Police and bylaw start by harassing people living in the parks, and also harassing some of the park owners. The issues used are staples of police stigmatization and criminalization—they say “well there’s drug trade happening in that park” or “there’s sex work happening in that park” or “sex workers are living in the park.” They use those excuses to ticket people who are then faced with eviction. Owners are pushed to close the parks. The result is gentrification as the former parks become development sites for higher end condos and town houses that the evicted cannot afford to move into.

Ahead of the eviction of the Town and Country RV Park on King George Boulevard Jas Rehal, manager of bylaw and licensing in Surrey, was open about the targeting of residents for activities like drug use and sex work. He stated: “The primary concern is … the hotbed of crime that’s happening in that trailer park, illegal activity and the complete refusal to work with us. Rehal named that so-called “criminal activity as a “combination of drugs and prostitution.” He also said the RV park repeatedly stands in violation of a number of bylaws and fire codes, and hosts “a lot of junk on the property they refuse to clean up.”

According to Cpl. Scotty Schuman of the RCMP, police have identified the property as a “high-risk location.”

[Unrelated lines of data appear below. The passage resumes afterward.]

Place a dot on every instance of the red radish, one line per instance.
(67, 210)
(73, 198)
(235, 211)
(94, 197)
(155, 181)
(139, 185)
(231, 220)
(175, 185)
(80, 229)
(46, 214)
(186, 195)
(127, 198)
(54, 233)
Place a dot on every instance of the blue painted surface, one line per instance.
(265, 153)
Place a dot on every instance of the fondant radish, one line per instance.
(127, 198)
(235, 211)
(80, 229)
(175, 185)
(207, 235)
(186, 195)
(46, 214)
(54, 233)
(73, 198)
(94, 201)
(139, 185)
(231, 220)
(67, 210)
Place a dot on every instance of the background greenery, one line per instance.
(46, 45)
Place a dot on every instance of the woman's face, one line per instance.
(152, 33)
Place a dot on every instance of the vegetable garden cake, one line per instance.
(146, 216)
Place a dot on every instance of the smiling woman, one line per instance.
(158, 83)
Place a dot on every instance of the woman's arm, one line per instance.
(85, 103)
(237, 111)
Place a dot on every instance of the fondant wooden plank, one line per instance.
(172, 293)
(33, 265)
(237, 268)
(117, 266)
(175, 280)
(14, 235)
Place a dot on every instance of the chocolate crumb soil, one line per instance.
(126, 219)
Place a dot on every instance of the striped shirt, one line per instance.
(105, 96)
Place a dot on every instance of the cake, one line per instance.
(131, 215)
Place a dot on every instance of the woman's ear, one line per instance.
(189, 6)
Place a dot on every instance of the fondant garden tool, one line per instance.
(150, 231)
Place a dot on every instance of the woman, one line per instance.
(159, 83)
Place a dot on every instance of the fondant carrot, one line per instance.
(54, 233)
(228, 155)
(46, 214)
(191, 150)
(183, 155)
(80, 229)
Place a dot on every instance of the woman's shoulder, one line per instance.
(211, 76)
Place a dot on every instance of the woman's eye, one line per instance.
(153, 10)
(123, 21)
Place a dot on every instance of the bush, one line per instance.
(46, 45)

In his view, “That’s somewhere where public safety is constantly an issue,” adding that drug-trafficking—allegedly involving methamphetamine, cocaine, and marijuana is a problem for the cops and that “several warrants” were executed at the property over the course of year. That simply confirms that the RCMP have repeatedly targeted the park

Adds Rehal: “We cannot support keeping this business operating—it’s causing too much of a negative situation in the neighbourhood. The owner is not doing what the owner needs to do to make it safe…we were left with no other option.” But closing the parks does not hurt the owners who sell the lands.

The people who really have no other option are the residents who have been evicted. This is policing created homelessness. It is another example of police serving the interests of businesses and developers, not the public safety of poor, working class people.

The police and bylaw work to evict people from lower cost housing that is then gentrified making huge profits for developers, landowners, and even the former park owners who make millions on the sales. And police and bylaw can use the “work” they have done against the parks to justify a need for increased budgets. The only ones who lose out are the residents. Even those who are “re-housed” lose their connection to home, community, friends, and lose their autonomy and independence.